What Is Bremelanotide and How Does It Work?

Bremelanotide is a cyclic heptapeptide melanocortin receptor agonist approved by the FDA on June 21, 2019, under the brand name Vyleesi for hypoactive sexual desire disorder (HSDD) in premenopausal women [1]. It is administered as a 1.75 mg subcutaneous injection given at least 45 minutes before anticipated sexual activity, no more than once every 24 hours [2]. The drug is not a hormone. It does not act on estrogen, progesterone, or androgen receptors.

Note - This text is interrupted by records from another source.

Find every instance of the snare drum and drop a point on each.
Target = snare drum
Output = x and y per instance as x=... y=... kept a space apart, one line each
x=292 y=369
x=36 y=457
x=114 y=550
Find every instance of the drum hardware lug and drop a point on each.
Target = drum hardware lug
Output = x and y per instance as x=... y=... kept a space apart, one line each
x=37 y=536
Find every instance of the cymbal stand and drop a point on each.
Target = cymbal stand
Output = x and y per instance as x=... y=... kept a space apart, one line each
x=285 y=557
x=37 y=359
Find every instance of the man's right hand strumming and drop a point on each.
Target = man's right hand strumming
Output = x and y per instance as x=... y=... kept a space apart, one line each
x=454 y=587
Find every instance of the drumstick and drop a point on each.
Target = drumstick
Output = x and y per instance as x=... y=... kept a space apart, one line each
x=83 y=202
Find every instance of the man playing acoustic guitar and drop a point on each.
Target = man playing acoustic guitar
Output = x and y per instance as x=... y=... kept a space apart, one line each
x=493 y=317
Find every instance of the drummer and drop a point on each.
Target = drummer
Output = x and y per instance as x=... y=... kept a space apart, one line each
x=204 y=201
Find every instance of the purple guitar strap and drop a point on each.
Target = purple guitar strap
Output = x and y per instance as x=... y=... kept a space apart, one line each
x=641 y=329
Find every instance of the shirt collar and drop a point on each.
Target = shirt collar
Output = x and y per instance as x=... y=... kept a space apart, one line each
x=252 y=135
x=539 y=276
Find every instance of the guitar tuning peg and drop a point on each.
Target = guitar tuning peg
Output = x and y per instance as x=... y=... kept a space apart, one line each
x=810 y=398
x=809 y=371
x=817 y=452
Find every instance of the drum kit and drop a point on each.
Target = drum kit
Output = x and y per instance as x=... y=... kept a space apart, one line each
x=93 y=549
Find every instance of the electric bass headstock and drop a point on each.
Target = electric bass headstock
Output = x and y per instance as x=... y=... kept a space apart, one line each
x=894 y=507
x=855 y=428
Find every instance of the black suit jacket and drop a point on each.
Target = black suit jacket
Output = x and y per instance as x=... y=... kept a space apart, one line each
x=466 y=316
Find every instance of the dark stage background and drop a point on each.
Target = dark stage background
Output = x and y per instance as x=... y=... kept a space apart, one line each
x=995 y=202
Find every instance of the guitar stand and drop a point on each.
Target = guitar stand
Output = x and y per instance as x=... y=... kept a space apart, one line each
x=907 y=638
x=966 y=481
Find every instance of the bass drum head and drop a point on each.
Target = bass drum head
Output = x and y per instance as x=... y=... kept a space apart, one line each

Melanocortin Receptor Subtypes and CNS Distribution

The melanocortin system comprises five G-protein-coupled receptors, MC1R through MC5R. Bremelanotide binds with highest affinity to MC4R (Ki approximately 2.9 nM) and MC3R (Ki approximately 5.6 nM), with weaker affinity for MC1R [3]. These receptors are distributed throughout the central nervous system, including regions that directly regulate sleep and wakefulness.

MC4R expression is dense in the hypothalamus (particularly the paraventricular nucleus), the brainstem raphe nuclei, the locus coeruleus, and the suprachiasmatic nucleus (SCN) [4]. The raphe nuclei are the primary source of serotonergic innervation to the forebrain and are central to REM sleep gating. The locus coeruleus drives noradrenergic arousal. Both nuclei receive melanocortinergic input, which positions MC4R agonists as pharmacologically capable of altering sleep-stage transitions.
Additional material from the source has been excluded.